Russian strategists have suggested that the NATO Aegis Ashore base at Deveselu in Romania can easily be hit with a Kinzhal missile, two days after Defense Minister Sergei Shoigu announced that it had been used three times in Ukraine.
Russia began perceiving the NATO base as a threat in 2018 when former Pentagon officials suggested how it could be used for offensive purposes by firing cruise missiles into Russian targets, complicating Moscow’s offensive plans.
On Monday, Russian Defense Minister Sergei Shoigu revealed that Russia had thrice employed the Kinzhal (Dagger) missile in its Special Military Operation (SMO) in Ukraine.
Speaking on state television, Shoigu praised it for hitting “high-value targets” on all three occasions and “showing brilliant characteristics.”
Russia later deployed three MiG-31E fighter-bombers with the Kinzhal missiles to the Russian enclave of Kaliningrad in the Baltics, located between North Atlantic Treaty Organization (NATO) and European Union (EU) members Poland and Lithuania.
Raw Speed Beat Brute Strength
Designated as the Kh-47M2, Kinzhal was first used on March 18 on a large underground warehouse storing missiles, ammunition, and artillery in Delyatyn village in the Ivano-Frankvisk region.

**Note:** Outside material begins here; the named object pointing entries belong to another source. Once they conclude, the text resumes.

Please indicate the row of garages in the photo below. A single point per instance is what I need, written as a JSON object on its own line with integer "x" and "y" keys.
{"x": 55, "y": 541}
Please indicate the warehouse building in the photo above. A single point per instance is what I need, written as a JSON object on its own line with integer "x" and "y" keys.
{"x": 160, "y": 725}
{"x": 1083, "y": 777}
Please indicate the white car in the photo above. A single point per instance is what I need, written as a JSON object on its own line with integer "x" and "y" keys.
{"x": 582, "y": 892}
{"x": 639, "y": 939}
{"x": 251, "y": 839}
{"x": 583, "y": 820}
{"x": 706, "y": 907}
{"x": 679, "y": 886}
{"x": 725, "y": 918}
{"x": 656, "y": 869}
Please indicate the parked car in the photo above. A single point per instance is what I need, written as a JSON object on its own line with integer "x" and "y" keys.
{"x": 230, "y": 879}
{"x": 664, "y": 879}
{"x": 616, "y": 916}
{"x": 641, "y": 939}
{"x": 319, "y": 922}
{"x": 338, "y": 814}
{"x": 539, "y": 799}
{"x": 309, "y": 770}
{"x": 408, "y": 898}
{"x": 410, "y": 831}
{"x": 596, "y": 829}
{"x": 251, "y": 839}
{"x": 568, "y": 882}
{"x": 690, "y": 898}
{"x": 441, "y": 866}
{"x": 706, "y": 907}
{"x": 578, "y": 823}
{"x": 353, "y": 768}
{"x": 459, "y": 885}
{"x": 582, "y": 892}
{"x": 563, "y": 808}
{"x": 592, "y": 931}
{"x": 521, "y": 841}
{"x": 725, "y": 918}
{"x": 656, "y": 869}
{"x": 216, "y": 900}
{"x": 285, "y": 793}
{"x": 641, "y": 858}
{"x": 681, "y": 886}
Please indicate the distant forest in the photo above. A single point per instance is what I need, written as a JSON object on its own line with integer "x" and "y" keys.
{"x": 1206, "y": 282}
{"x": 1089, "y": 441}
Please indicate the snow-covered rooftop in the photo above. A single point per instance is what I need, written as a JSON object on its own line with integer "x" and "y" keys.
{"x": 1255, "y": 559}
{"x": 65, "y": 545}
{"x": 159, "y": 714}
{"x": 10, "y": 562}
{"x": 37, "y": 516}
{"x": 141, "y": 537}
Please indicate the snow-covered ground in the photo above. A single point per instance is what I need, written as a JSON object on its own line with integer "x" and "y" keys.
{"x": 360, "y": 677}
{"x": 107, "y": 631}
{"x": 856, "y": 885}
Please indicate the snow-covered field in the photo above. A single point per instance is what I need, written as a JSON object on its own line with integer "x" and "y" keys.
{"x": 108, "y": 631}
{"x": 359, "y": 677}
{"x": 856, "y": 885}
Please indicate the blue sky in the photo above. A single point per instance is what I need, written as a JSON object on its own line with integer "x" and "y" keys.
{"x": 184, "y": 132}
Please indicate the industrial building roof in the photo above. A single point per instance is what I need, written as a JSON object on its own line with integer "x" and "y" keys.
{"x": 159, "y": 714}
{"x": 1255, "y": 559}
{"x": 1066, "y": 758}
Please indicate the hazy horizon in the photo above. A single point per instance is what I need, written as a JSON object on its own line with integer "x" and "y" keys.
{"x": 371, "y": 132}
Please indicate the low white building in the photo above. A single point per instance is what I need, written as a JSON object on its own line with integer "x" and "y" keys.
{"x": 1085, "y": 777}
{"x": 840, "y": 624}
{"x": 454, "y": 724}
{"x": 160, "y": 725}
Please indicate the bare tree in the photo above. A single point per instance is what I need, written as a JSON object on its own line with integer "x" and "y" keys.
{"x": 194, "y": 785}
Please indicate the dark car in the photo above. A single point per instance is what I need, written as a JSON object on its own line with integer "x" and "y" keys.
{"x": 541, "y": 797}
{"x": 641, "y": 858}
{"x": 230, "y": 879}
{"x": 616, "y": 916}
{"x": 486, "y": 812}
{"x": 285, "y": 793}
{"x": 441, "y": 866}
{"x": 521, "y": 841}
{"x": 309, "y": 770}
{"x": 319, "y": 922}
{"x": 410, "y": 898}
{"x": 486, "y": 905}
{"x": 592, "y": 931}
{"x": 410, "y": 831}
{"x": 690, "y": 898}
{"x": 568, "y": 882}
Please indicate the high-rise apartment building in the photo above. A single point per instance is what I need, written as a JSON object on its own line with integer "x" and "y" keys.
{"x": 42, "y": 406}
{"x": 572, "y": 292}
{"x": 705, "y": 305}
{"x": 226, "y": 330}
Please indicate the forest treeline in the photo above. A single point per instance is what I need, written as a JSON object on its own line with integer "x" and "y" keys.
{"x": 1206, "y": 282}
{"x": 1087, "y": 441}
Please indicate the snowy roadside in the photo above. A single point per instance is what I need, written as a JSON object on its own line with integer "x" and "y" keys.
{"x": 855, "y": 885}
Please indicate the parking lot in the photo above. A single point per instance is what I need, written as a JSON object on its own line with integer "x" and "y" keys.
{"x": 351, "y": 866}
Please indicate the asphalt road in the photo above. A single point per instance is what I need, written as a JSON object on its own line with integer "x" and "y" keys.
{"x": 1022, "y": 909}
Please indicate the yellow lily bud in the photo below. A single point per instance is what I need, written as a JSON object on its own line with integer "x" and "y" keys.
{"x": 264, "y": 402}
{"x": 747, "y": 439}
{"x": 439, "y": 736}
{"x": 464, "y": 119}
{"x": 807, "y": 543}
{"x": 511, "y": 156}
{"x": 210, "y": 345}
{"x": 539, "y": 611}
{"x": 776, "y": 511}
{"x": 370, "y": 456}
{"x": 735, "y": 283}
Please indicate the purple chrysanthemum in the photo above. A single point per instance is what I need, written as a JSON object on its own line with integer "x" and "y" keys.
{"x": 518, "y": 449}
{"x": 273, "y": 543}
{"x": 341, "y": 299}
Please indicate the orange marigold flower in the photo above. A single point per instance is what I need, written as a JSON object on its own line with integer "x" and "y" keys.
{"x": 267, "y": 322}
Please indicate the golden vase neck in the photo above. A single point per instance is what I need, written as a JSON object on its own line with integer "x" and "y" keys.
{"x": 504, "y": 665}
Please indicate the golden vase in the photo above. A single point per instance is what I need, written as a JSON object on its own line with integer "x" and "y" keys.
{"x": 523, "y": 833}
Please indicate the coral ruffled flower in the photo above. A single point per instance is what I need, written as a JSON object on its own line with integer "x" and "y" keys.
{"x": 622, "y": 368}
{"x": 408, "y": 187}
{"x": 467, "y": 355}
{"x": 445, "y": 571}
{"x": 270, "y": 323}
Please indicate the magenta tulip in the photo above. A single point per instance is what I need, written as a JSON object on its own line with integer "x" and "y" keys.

An article on Rossiskaya Gazetta (RG) pointed out that the warehouse was a Soviet-era storage facility called ‘Object-711’ or ‘Ivano-Frankvisk 16’ built in 1955.
Used to house nuclear weapons, warheads, and tactical missiles of the Soviet Union, it was heavily hardened even to withstand atomic bombs and the resultant radiation fallouts. Located 150 meters (492 feet) deep with two stories/levels, ‘Object-711’ could hold a small-sized military camp and be considered one of the safest arsenals in the region.
However, nuclear weapons were transferred to Russia after the Union of Soviet Socialist Republics (USSR) dissolution in the 1990s, when Ukraine became an independent country. The Ukrainian Ministry of Defense moved most of its weapons stockpiles here.
That the Kinzhal could penetrate so deep with its tearing hypersonic speed and destroy the facility is being pointed to as proof of its lethality that even the US cannot counter.
A video of the said strike shows the missile coming down on the target nearly vertically, with a speed of several kilometers per second and a mass of one and a half tons. The massive kinetic energy allowed the missile to punch through those layers of concrete and explode inside.
Could Be Used Against Romania’s NATO Base
The target of this March 18 Kinzhal strike being just 80 kilometers from the Romanian border, could easily be the NATO base there in Deveselu, the article subtly suggests.
The base housing the stationary Aegis Ashore radar and missile defense battery was deployed in 2016. In 2018, Abraham Denmark, director of the Asia Program at the Wilson Center, suggested converting it from a “defensive posture” protecting Europe against Iranian missiles to “complicate Kremlin” military planning.
Denmark’s suggestion came in the run-up to the US’s withdrawal from the 1987 Intermediate-Range Nuclear Forces (INF) Treaty in late 2018. The pact prevented the USSR and the United States from deploying 500 to 1000 km range cruise and ballistic missiles from the Soviet Union/Russia-Europe/NATO borders.
By 2018 when the Trump administration was preparing to leave the treaty, Russia had alleged that it was the US goal from the start to deploy offensive missiles.
The defensive Aegis Ashore batteries, which could be quickly repurposed for offensive purposes, were just a preparation for the same — the Romanian base houses three batteries of 8 RIM-161 Standard Missile-3 (SM-3) Block IB missiles.
Kinzhal can “sweep away” the Aegis batteries with conventional warheads even before they could be put on alert, the RG article suggested.
The missile is said to have a range of 2000 kilometers. It can carry either a fragmentation warhead weighing approximately 499 kilograms or a 500-kiloton nuclear warhead, which is 33 times more potent than the atomic bomb that vaporized Hiroshima.
The missile can travel at 5-12 times the speed of sound and follows a flatter trajectory than a standard ballistic missile, leaving the air defenses with a short time to react.
Also, the missile is difficult to intercept because of its ability to maneuver at all stages of its flight path. The missile can hit not only stationary targets with precision but also mobile targets with the help of a radar seeker. ‘
US President Joe Biden said, “It’s almost impossible to stop it,” while speaking at a business conference.
As per a previous EurAsian Times report, the Russian Air Force is known to have a total of 252 MiG-31s, of which 10 to 20 have been upgraded to fire Kinzhals.
The Tupolev Tu-22M3 bombers are being reported to be prepared to fire Kinzhals, with the RG article saying similar Kinzhal-friendly modifications are also being undertaken on the Tu-160 bomber.